Jackie and Rich bought a house on the west side of Indianapolis, and remained there for nearly thirty years. Kids and grandkids celebrated many birthdays, Christmases, and holidays there.
When she was about 50, constant pain forced her to have a knee replacement, and it was tough. Excruciating, even. She rehabilitated in spite of the difficulty, thanks in large part to Dad, who resolutely was kind, compassionate, encouraging, and implacable: the exercises have got to be done. It was just about the best they ever worked together.
Finally, after years, her other knee needed replacing. It was easy to become more sedentary; the chair was comfy and there were Westerns on TV. Jackie and Rich had a nice easy retired existence, and they were content. But Rich’s heart gave him increasing problems, and he went in for a routine bypass. He didn’t come out again.

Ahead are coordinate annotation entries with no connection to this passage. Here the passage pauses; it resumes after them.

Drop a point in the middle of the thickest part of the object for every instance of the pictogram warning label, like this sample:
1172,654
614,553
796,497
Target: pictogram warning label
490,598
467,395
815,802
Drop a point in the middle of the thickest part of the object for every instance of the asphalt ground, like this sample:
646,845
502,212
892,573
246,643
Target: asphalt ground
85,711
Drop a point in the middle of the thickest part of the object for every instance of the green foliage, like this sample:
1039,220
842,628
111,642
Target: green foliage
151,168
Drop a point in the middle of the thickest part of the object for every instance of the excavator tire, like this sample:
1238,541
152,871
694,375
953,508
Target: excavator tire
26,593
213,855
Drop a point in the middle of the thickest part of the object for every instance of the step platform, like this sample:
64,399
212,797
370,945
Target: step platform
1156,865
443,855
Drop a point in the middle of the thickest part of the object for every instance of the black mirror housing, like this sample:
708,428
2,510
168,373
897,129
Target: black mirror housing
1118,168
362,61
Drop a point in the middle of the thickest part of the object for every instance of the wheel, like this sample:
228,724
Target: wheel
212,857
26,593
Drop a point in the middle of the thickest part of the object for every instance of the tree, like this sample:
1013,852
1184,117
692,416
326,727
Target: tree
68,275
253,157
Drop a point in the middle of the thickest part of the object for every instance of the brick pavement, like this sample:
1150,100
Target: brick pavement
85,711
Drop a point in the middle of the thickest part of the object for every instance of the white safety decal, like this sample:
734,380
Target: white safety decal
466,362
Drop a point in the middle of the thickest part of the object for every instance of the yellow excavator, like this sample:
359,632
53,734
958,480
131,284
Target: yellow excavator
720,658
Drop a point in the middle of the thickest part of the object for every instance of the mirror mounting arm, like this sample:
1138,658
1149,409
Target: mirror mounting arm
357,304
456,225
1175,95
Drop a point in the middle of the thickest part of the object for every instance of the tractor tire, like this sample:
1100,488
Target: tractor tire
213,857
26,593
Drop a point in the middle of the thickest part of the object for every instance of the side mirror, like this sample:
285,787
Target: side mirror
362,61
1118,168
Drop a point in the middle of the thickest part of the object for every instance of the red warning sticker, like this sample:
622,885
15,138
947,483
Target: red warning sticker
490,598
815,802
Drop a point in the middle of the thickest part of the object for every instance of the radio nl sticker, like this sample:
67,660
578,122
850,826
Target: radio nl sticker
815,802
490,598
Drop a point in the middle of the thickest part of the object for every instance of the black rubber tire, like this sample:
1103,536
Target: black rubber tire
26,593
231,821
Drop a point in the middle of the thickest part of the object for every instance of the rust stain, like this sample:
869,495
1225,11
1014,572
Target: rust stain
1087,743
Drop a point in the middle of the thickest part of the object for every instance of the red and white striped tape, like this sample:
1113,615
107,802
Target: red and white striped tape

Mom’s final years were the first time in her life when she got to be the decider, to say how things would be and would not be. She missed Dad, undoubtedly, but she sure enjoyed being the decision-maker! She fell and broke her hip, and that hospital visit revealed the cancer that had invaded her breast. She underwent chemo treatments for several years, and tolerated them well for the most part. She never tired of regaling her nursing staff with tales of her own nursing days. “Nurses make the worst patients”, she would tell them, by way of warning them that she intended to be difficult. (She never really was all that difficult) The nurses never let on if they’d heard all the stories five times already. (they had)
She liked what she liked, and was unconcerned if people didn’t understand how anyone can watch the same thing, read the same thing, listen to the same thing time after time after time. She would just smile and put “Hamilton” on repeat once again.
Her last year of life, she was in an assisted living place on Allisonville Road. It is a pleasant place, and she liked it there, always praising the staff and facility. She had everything she needed: a cute little studio apartment, good food, and nice people looking in on her and making sure she got it. When they checked in on her, as they frequently do, they would typically find her in her comfy chair, heat turned up, an old western blaring on the TV.
Sometimes they might catch her watching Hopalong Cassidy!